Es waren gar liebliche Klänge, die am frühen Abend des 26. Juli 2020, ein Sonntag, in unserem Dorf zu hören waren. Eine rauchige und impulsive Stimme legte sich über eine Akkustik-Gitarre, Grooves und Fills und erzählte in Songs mit wunderschönem Timbre Geschichten ….. und bald klang das gar wie eine ganze Band. Ein Konzert gar. Was war da los?

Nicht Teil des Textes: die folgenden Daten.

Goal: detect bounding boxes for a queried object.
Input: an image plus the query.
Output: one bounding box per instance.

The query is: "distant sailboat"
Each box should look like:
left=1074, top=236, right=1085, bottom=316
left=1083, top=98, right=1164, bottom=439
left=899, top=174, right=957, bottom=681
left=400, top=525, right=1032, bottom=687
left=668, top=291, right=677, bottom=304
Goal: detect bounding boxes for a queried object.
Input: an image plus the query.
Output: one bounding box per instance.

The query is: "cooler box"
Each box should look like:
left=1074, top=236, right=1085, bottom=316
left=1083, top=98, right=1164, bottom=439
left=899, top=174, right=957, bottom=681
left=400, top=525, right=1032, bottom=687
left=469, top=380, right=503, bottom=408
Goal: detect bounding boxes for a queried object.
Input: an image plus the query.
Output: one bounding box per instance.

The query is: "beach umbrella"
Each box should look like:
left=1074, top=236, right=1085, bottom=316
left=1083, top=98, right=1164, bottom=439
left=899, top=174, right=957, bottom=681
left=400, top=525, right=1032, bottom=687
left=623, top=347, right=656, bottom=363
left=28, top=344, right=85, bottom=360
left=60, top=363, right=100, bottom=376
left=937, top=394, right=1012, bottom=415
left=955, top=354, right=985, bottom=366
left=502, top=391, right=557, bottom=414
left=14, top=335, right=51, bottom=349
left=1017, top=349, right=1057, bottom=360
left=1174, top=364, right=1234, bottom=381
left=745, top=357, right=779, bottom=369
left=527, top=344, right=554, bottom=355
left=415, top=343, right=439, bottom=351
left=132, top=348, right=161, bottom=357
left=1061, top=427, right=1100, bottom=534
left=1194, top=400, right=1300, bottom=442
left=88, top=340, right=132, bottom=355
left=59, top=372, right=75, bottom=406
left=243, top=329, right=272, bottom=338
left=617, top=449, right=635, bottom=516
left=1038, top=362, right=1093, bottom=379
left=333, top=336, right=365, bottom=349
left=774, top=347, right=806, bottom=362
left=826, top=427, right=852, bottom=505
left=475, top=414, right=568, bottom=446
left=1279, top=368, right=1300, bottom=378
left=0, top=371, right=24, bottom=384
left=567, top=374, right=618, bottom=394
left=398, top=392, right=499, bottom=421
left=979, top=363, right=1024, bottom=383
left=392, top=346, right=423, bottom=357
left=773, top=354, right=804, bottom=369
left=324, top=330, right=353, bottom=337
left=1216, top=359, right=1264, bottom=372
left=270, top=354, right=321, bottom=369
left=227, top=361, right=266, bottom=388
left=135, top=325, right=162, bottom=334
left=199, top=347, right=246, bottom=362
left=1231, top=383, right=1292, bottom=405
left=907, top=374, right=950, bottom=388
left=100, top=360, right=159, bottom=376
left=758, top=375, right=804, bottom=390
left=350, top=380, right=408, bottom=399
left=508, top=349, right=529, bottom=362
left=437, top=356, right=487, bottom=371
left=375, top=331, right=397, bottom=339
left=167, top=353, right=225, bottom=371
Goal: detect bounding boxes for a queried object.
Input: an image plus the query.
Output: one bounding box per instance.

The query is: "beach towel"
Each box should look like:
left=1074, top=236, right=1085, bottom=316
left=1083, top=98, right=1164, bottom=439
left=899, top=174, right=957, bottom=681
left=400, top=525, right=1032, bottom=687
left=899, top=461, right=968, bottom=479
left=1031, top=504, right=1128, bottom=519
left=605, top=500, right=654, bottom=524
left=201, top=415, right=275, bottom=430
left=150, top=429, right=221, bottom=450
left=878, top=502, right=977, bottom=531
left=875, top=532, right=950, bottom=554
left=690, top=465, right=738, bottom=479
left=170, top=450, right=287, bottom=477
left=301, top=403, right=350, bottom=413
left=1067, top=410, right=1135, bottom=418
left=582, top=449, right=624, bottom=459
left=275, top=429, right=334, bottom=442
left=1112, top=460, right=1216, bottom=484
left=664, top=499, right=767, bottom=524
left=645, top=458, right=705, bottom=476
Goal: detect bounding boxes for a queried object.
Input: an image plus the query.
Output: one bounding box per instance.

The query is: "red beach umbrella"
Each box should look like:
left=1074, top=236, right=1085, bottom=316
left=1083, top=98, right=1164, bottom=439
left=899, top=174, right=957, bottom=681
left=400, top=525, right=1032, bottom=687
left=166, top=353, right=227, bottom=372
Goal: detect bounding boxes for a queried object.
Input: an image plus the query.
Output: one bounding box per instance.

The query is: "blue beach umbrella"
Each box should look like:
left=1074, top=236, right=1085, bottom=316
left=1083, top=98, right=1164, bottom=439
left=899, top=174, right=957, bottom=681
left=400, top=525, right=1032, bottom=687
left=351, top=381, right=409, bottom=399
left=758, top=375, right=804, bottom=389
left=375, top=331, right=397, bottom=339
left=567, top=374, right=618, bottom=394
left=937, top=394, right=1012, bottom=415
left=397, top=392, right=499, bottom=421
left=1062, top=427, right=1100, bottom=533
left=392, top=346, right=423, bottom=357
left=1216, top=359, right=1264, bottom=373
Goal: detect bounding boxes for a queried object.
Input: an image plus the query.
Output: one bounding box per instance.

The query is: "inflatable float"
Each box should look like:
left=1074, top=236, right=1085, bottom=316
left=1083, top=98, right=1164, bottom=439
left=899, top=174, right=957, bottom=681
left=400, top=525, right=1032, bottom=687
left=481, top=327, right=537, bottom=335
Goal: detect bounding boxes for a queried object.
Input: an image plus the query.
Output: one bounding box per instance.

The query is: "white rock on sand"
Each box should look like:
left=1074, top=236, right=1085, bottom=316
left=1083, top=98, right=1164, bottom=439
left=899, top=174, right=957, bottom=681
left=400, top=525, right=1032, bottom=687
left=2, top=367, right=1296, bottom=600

Mark Gillespie: Supersonic Sunday live @Hetzenholz

Nun ja, da muss ich tatsächlich ein wenig ausholen. Am 26. Juli hatte ich Geburtstag und es war ein runder. Ursprünglich wollte ich am Nürburgring ein 24 Stunden Radrennen fahren, ich wäre mit 49 Jahren aufs Rad gestiegen und mit 50 abgestiegen! Das wäre sicherlich ein großartiges Erlebnis gewesen! Aber -wie in so vielen Dingen- 2020 hat es anders vorgesehen und das Rennen fiel natürlich aus. Es gab ein paar Überlegungen, wie man meinen Geburtstag begehen könnte, die meine Liebste und ich aber letztlich alle verwarfen und rund 10 Tage vor dem Datum waren wir uns immer noch nicht sicher, was wir zu meinem Jubiläum machen würden.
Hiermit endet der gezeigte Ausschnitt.